MaaSのカギを握る、「マイクロモビリティ」の現状と課題 ―八子知礼×小泉耕二【第18回】

マイクロモビリティ推進の目的とは?

小泉: 一度整理したいのですが、パリの中心部はとても道路が混雑します。こうしたどうにもならない街の現状を解決するために、そもそもクルマに乗らずeスクーターや自転車などの「マイクロモビリティ」を使おうという話が最初にあり(1)、でもマナーが悪いから規制をきちんとしていこう(2)、この2段階のプロセスが進んでいるということですか?

八子: そうです。マイクロモビリティを押し進める目的は、クルマを街から締め出し、渋滞を解消することが一つあります。あともう1つは、ヨーロッパは石畳の道路が多いですから、この上をクルマが通るとメンテナンスが大変です。そのため、「マイクロモビリティ」へ移行することで、保全のコストをおさえられる、というメリットもあります。

また、規制については、利用エリアを限定する傾向も見られました。
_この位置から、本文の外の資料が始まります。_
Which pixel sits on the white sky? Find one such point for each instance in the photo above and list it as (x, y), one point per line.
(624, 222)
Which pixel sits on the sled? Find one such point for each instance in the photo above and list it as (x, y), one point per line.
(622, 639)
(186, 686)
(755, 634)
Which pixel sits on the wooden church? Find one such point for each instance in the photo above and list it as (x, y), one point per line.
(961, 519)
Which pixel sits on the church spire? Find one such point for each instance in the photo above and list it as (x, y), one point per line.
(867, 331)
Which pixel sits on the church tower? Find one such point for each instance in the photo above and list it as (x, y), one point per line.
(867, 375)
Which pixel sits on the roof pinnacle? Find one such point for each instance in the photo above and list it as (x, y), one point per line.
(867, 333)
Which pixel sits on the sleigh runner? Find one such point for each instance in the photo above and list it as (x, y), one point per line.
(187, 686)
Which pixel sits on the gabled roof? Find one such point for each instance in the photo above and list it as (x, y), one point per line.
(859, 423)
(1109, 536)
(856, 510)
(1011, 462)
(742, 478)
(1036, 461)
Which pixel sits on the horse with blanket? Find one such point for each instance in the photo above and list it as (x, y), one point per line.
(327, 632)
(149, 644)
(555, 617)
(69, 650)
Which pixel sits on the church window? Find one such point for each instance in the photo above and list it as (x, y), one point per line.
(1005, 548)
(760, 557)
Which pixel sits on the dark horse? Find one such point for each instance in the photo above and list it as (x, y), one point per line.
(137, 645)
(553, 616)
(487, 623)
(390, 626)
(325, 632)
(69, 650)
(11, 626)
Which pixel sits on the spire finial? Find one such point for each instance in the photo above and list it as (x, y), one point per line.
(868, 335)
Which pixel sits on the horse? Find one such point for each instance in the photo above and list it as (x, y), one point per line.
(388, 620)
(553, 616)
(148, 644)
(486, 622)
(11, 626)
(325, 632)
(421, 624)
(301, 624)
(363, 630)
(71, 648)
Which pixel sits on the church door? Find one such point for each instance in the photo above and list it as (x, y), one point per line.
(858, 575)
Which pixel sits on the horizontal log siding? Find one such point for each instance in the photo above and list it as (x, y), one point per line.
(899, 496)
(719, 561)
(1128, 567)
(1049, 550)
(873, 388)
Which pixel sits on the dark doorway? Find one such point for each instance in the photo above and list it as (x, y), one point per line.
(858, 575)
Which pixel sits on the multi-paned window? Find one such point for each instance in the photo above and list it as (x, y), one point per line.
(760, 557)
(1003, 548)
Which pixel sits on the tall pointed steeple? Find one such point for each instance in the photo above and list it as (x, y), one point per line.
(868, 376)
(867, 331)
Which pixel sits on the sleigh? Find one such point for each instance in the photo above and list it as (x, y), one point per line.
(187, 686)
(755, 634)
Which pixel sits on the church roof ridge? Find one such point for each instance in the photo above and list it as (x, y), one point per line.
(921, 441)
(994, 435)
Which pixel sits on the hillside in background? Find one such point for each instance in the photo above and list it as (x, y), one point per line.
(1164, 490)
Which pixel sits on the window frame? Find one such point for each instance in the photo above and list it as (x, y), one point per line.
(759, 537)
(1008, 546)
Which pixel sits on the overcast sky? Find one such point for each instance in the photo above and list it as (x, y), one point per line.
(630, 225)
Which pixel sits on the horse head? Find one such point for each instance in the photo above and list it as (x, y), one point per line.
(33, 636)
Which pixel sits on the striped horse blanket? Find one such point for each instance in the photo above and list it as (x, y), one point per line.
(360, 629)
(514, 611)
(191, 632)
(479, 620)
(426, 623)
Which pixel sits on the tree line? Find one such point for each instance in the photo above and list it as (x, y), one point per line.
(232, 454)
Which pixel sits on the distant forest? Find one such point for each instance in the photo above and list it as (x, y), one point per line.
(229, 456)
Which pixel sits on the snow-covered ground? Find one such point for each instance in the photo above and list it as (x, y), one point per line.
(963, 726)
例えば、オランダのハーグの中心部では、eスクーターは1台も見なかったのですが、モバイクのシェアバイクが少しありました。

ただ、エリアがとても限定的です(アプリのマップで見られます)。しかも、さらにその中の小さなエリアが、駐輪エリアになっていて、そこに駐輪しないといけないのです。

まあ、不便ですよ。私はそれを知らずに、利用可能エリアの外を15分ほど走ってしまいました。アラートも何もありませんでしたが(笑)。

モビリティの自由度が高くなっている反面、行政が求めるニーズにも対応することも重要になってきているのだと思います。

MaaSのカギを握る、「マイクロモビリティ」の現状と課題 ―八子知礼×小泉耕二【第18回】
株式会社アールジーン社外取締役/株式会社ウフルCIO(チーフ・イノベーション・オフィサー) IoTイノベーションセンター所長兼エグゼクティブコンサルタント 八子知礼

小泉: 私が中国でシェアバイクを体験した時に思ったのは、事業者側からすると、乗り捨てした自転車を回収するのが大変だろうなということです。ユーザーが乗り捨てた自転車は、夜中に担当の人がきて回収します。なので、朝になるときれいに並んでいます。

自転車は、トラックに積んで回収します。その際、自転車をトラックに載せる人と、受け取る人あわせて2名の人員が必要です。また、自転車だと1台でかなりの幅をとります。

それがeスクーターになると、一人でトラックに積み込めます。すると、2人から1人に人員を削減できますし、小さい分たくさん載せられるので、効率的だと思います。

でも、あまりにもたくさん乗り捨てられてしまうと、1台の自転車を回収しに行くだけで一苦労です。そうすると、やはりエリアを限定せざるをえないような気がしますね。

八子: 例えばLimeの場合、アプリでマップを見ると、全体の90~95%が市内に集中しています。郊外ではぽつんと3~5台ずつくらい、マップの上に表示されていました。